L'acqua, qui, si è fatta strada nel corpo cedevole del tufo, ha scavato anfratti e discontinuità, ha denudato la pietra, denunciandone l'uniformità fittizia, e ne ha svelato il carattere di materia residuale, saldata dal sedimentarsi instancabile del tempo. Paesaggio brullo, aspro, profondamente segnato dall'erosione, la gravina appare un continuo susseguirsi di antri ombrosi, pareti precipiti, superfici corrose e irregolari, un'alternanza dissonante di pieni e di vuoti.

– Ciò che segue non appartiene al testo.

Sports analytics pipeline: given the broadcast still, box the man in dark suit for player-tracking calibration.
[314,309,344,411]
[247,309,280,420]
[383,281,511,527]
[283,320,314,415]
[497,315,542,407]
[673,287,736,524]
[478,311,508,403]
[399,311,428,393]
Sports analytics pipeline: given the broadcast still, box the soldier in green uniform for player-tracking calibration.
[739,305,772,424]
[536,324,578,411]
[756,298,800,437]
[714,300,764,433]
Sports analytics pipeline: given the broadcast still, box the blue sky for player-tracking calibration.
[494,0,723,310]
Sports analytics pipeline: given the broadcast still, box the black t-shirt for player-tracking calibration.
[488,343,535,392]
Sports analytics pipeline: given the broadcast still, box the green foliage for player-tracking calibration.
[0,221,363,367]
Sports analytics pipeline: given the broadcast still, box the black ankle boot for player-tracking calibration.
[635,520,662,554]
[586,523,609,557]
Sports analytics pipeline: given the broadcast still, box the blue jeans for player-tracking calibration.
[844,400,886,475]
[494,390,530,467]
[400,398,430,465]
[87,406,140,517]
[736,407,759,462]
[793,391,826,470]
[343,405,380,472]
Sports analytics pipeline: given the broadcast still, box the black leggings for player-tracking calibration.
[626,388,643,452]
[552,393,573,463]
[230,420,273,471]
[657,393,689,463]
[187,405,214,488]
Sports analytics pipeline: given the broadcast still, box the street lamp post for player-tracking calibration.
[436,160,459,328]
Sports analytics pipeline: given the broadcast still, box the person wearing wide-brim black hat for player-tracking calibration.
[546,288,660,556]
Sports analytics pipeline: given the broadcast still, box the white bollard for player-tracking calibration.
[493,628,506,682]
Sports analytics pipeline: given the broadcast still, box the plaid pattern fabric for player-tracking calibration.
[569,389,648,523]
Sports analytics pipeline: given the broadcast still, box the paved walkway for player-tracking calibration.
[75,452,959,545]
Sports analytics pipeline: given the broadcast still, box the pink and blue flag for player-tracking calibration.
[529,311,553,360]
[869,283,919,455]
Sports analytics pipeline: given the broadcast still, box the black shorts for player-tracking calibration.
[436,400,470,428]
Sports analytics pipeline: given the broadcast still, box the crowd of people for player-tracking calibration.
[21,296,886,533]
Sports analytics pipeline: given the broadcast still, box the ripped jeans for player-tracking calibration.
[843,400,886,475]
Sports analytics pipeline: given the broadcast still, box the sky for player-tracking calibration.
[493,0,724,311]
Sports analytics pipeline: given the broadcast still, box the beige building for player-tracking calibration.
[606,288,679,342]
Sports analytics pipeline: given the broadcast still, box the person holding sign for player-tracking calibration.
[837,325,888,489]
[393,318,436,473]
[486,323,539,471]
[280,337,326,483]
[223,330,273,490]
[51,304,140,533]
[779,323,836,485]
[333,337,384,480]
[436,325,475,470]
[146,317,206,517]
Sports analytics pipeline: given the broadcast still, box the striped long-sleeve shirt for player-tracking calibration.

Gravina di Matera con la neve - 2012
Ma, a ben guardare, la profonda slabbratura aperta dal torrente Gravina è assai più di un semplice episodio geografico; è, anzi, soprattutto un luogo mentale, dove è caduto (o forse non è mai esistito) quel diaframma fra le natura e l'umano che di solito costituisce il fondamento indispensabile alla costruzione di ogni edificio sociale. Ed è per questo che, anche oggi, lo sguardo che indugia sulle pareti scabre della gravina stabilisce con la natura un contatto diretto, primitivo, nel senso di non mediato da interventi che ne attenuino il carattere di sostanziale estraneità alle epoche della storia e della civiltà umana.